Analysis from the five different models

Classification accuracy on the validation set for each model:

Model 0: 95.62 (Task 1)

Model 1: 95.38

Model 2: 87.69

Model 3: 95.93

Model 4: 95.73

Model 5: 95.91

Continuing with the best model (Model 3) and running the multiscale detection on the 4 full images and one image of my choice.

In [196]:
i = 3 # denotes which image to take
i_th_image, i_th_true_face_boxes = images[i], true_face_boxes[i]

detector_2 = FullyConvolutionalDetector(model=model_3_3, threshold=0.996)

face_boxes, face_probs = detector_2.detect_multi_scale(i_th_image)
draw_boxes_with_gt(i_th_image, face_boxes, i_th_true_face_boxes)

# i = 0 best threshold: 0.998
# i = 1 best threshold: 0.998
# i = 2 best threshold: 0.999
# i = 3 best threshold: 0.996
# taking a "medium", fitting value: threshold = 0.996

It's always a trade-off, as before. Especially the third picture (yoga) and the fourth (music band) are contradicting it seems to me. Once one gets a good score of False Positives and True Positives then the other gets worse. The chosen threshold laid more focus on the music band picture.

In [157]:
image_one, true_face_boxes_one = images[0], true_face_boxes[0]
image_two, true_face_boxes_two = images[1], true_face_boxes[1]
image_three, true_face_boxes_three = images[2], true_face_boxes[2]
image_four, true_face_boxes_four = images[3], true_face_boxes[3]

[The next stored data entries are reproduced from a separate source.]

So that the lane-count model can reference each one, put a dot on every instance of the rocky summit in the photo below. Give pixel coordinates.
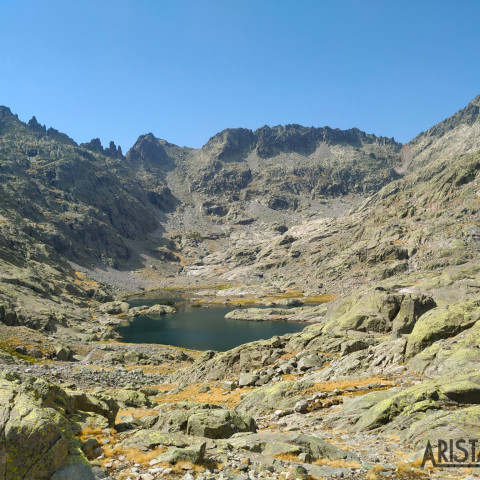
(374, 245)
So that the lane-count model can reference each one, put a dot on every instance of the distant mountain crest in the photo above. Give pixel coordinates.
(458, 134)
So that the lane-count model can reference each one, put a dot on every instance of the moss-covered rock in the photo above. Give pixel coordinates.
(35, 439)
(442, 322)
(219, 423)
(272, 397)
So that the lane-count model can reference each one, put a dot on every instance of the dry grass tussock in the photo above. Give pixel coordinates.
(217, 395)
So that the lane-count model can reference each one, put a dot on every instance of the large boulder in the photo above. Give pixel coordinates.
(127, 398)
(160, 310)
(292, 444)
(370, 311)
(460, 353)
(74, 472)
(203, 420)
(281, 395)
(115, 308)
(192, 454)
(440, 323)
(411, 309)
(36, 440)
(219, 423)
(377, 310)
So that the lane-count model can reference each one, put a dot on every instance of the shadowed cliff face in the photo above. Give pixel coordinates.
(457, 134)
(159, 202)
(282, 167)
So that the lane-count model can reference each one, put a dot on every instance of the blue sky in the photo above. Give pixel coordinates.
(186, 69)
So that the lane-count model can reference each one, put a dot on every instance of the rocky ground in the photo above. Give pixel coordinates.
(385, 237)
(357, 394)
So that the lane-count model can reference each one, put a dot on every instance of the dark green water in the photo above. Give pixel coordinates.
(201, 329)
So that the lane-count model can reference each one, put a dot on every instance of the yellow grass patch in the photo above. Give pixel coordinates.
(339, 463)
(324, 298)
(137, 413)
(343, 384)
(217, 396)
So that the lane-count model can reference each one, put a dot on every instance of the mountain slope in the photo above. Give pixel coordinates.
(457, 134)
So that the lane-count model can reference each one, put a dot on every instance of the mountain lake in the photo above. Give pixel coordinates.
(203, 328)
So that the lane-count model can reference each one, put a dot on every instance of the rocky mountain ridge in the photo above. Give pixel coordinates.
(278, 217)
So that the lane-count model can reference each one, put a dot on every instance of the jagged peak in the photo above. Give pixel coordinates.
(466, 116)
(6, 113)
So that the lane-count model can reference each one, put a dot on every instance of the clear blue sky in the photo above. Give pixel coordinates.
(186, 69)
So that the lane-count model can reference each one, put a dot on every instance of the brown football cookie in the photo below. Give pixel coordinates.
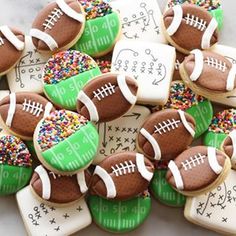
(165, 134)
(57, 189)
(58, 26)
(21, 112)
(122, 176)
(188, 27)
(198, 170)
(107, 97)
(12, 43)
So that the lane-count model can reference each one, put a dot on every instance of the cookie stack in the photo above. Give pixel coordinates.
(109, 98)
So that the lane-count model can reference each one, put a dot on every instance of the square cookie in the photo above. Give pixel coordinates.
(151, 64)
(41, 219)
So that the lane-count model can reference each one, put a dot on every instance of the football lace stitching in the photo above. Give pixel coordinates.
(32, 107)
(217, 64)
(123, 168)
(104, 91)
(166, 126)
(52, 18)
(195, 22)
(193, 161)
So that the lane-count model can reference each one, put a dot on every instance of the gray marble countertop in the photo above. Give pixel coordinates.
(163, 220)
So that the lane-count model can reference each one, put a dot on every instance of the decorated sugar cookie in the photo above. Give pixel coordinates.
(21, 112)
(215, 210)
(15, 164)
(221, 125)
(12, 43)
(102, 28)
(58, 26)
(40, 218)
(163, 192)
(181, 97)
(65, 74)
(56, 189)
(165, 134)
(26, 76)
(151, 64)
(122, 176)
(140, 21)
(119, 216)
(65, 142)
(198, 170)
(188, 27)
(107, 97)
(120, 134)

face_boxes_1, face_probs_1 = detector_2.detect_multi_scale(image_one)
draw_boxes_with_gt(image_one, face_boxes_1, true_face_boxes_one)

face_boxes_2, face_probs_2 = detector_2.detect_multi_scale(image_two)
draw_boxes_with_gt(image_two, face_boxes_2, true_face_boxes_two)

face_boxes_3, face_probs_3 = detector_2.detect_multi_scale(image_three)
draw_boxes_with_gt(image_three, face_boxes_3, true_face_boxes_three)

face_boxes_4, face_probs_4 = detector_2.detect_multi_scale(image_four)
draw_boxes_with_gt(image_four, face_boxes_4, true_face_boxes_four)
In [189]:
# now plotting an image of my choice: The Office (Series)

test_image, test_true_box = read_images('/content/test_image/image/', '/content/test_image/box/') 
test_img, test_tb = test_image[0], test_true_box[0]

test_face_boxes, test_face_probs = detector_2.detect_multi_scale(test_img)
draw_boxes_with_gt(test_img, test_face_boxes, test_tb)
In [ ]: